Multi-Camera Video Stitching Solutions

Stitching together video from multiple overlapping cameras can provide both wide field of view and high resolution compared to a single camera viewing the same total region.

During the development of multi-camera video systems for and for several clients and for internal ReliaSolve projects, the following solutions have proven useful.

Synchronization

When the camera system is moving or viewing scenes with moving objects, differences in the frame timing between even high-speed cameras cause tearing at the border between cameras. This happens both for global-shutter and for rolling-shutter cameras. Many cameras have an external hardware synchronization input that can be driven either by one of the cameras or by an externally-supplied common synchronization signal. Software triggering, though less reliable, can be used for some other cameras.

Rotation to align scans at rolling-shutter edges

Rotate rows of cameras to avoid tearing at common edges.

When cameras are tiled, the natural choice is to align all cameras with the same viewing orientation, all with their top edge facing up. For global-shutter cameras, this works fine. For rolling-shutter cameras, this causes a time difference at their edges, where the last line scanned on a camera in one row of cameras is next to the first line scanned in the the camera on the next row down. This produced local unsynchronized borders even for synchronized cameras, causing tearing.

By rotating every other row of cameras, the top and bottom sides of each pair of rows line up, making them scan at the same time. Although there will still be motion artifacts (shearing and/or stretching of moving objects), this removes the temporal gaps at the edges, removing the tearing.

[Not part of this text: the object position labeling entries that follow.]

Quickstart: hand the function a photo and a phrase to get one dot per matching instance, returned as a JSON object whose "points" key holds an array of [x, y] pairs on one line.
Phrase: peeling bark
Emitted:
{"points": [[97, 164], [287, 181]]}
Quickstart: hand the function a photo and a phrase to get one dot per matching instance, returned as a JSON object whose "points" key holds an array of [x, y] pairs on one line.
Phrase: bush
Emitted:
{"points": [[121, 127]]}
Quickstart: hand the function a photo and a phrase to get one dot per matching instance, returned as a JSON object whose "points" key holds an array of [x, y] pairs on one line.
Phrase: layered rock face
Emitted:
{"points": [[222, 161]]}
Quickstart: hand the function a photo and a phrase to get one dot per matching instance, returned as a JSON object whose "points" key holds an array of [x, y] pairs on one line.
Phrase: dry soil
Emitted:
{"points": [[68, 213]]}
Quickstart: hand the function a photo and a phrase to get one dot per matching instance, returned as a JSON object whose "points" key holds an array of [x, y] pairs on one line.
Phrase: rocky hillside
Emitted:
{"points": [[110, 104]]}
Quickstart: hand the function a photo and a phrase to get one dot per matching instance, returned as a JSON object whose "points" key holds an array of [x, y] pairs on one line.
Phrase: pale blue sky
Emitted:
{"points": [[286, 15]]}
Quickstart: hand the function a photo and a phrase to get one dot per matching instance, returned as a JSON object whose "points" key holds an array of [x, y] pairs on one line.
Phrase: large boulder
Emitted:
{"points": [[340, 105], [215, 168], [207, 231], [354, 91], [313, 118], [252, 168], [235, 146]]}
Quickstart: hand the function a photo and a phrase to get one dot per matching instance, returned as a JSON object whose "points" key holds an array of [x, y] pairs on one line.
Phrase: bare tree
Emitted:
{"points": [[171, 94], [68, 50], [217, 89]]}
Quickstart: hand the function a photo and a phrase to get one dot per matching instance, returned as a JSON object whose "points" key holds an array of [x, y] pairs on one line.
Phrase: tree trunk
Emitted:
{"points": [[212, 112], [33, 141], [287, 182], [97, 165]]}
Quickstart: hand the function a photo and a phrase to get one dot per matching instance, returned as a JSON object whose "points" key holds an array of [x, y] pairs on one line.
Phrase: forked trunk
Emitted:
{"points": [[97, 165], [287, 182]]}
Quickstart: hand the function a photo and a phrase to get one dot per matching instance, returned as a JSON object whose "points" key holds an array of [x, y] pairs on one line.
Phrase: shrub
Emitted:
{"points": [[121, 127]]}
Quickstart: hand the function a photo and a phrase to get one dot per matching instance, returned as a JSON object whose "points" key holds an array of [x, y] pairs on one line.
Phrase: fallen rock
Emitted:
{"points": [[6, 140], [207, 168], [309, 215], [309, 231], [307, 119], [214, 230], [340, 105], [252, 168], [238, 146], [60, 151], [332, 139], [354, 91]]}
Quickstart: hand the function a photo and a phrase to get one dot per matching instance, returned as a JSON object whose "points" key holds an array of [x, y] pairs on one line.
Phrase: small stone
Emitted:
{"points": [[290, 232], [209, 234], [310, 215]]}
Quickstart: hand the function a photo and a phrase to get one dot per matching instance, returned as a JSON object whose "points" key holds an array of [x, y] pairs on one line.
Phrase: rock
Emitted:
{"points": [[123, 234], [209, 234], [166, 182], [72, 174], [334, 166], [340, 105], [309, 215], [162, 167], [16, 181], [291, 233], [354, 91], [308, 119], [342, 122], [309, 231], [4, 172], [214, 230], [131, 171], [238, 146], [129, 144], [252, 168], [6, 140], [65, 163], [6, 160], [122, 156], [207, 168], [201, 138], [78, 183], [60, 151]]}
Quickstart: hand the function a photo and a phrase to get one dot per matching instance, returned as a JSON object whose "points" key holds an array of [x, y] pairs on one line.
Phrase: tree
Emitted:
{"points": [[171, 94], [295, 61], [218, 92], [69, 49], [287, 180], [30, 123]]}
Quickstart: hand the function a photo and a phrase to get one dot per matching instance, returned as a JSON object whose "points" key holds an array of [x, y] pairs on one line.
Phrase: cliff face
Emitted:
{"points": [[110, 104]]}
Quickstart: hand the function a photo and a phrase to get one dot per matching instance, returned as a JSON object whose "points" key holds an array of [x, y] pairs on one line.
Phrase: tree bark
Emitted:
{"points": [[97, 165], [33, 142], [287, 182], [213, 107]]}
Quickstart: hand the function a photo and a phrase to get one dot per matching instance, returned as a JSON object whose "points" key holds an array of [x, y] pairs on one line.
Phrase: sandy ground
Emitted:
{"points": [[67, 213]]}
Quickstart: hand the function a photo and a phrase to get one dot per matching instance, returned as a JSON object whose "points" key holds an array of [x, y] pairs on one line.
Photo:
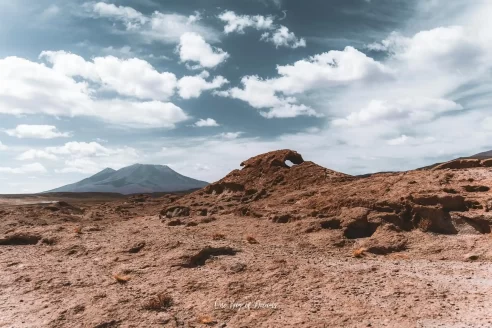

This requires flipping the video on some of the cameras during stitching, but this can be trivially handled as part of geometric calibration that had to be done for edge matching in any case.

Mirrors for truly common centers of projection

Multiple cameras in a common system cannot physically overlap with each other. This requires either pulling them backwards along their principal rays or pushing them forwards along their principal rays. In either case, this keeps them from sharing the same center of projection. This means that objects at different depths seen by a neighboring pair of cameras experience different degrees of parallax, making it impossible to properly stitch the cameras at all depths. This causes tearing or gaps as objects move towards and away from the cameras.

Majumder, A. S. (1999). Immersive teleconferencing: a new algorithm to generate seamless panoramic video imagery. MULTIMEDIA ’99: Proceedings of the seventh ACM international conference on Multimedia, 169-178.

Figure 2 from the above paper is shows an approach that uses mirrors to make the virtual centers of projection of two 360-degree rings of cameras the same between neighboring cameras. This makes objects at the edge seen by neighboring cameras remain at the same relative pixel location no matter how far they are from the camera, removing the tearing caused by objects as they move in the scene. Because of the finite apertures, the fields of view slightly overlap between cameras to enable gap-free blending.

The optical engineer will complain that the addition of a front-surface mirror provides slight distortions in the optical wave fronts. However, most high-resolution video sources must be compressed before sending them and the color and position errors caused by compression can easily exceed artifacts caused by mirror imperfections.

Rotation to optimize field of view

The mirror approach shown above has a limitation that only two rows of cameras can be tiled. This restricts the vertical field of view to twice the individual camera’s vertical field of view. Most cameras have a wider horizontal field of view than their vertical field of view. By rotating each camera 90 degrees, the horizontal field of view becomes the vertical field of view. Adding more cameras to the circle fills in extra pixels needed to cover the entire horizontal range.

This same approach can be used even without mirrors to minimize the number of cameras required to cover a given total horizontal and vertical field of view.

This requires rotating the video on all cameras during stitching, but this can be trivially handled as part of geometric calibration that had to be done for edge matching in any case.